A weakly compressible, diffuse interface model of two-phase flows: Numerical development and validation

Abstract

We present an approach to simulation of low speed, two-phase interfacial flows. It utilises the diffuse-interface method, based on the so-called conservative Allen–Cahn equation with some further modifications. The flow description allows for weak density variations (weak compressibility) as a computationally efficient treatment of incompressible flow regime. The proposed model conserves mass and momentum. The pressure field evolves according to the energy conservation law for inviscid fluids, expressed in primitive variables. The assumption of weak compressibility leads to some modelling and numerical issues related to the need of unique interface region identification required by the one-fluid formulation. We propose a successful and efficient remedy to this problem which, importantly, is independent of the Mach number. To numerically solve the governing equations we use the classical finite volume method and explicit time integration.
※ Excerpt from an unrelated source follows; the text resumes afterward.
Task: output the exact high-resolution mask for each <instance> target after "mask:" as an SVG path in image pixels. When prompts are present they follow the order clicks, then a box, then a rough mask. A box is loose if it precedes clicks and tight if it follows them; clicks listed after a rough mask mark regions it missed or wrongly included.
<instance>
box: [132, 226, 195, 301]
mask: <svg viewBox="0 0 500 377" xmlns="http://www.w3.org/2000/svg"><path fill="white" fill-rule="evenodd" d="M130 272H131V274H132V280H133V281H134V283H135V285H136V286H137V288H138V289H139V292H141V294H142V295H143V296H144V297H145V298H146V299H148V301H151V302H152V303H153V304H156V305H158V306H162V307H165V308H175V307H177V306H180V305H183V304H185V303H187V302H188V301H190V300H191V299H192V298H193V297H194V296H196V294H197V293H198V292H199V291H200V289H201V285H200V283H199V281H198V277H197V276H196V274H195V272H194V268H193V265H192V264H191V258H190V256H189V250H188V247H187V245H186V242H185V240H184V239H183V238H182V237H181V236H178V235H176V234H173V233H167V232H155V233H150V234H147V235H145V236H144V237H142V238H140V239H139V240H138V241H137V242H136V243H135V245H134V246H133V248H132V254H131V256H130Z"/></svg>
This makes the presented strategy easy to implement in existing numerical codes and allows for efficient execution of the simulations using parallel computing devices. The spatial discretisation needs some special care to preserve the simplicity without impairing the fundamental physical consistency. We propose the values of tunable model parameters resulting in an universal approach, suitable for a wide variety of interfacial flows. The approach is validated both qualitatively and quantitatively for a selection of well known benchmark cases in two- and three-dimensional set-ups. High computational efficiency is obtained with simple programming techniques when the code is executed on multicore CPU.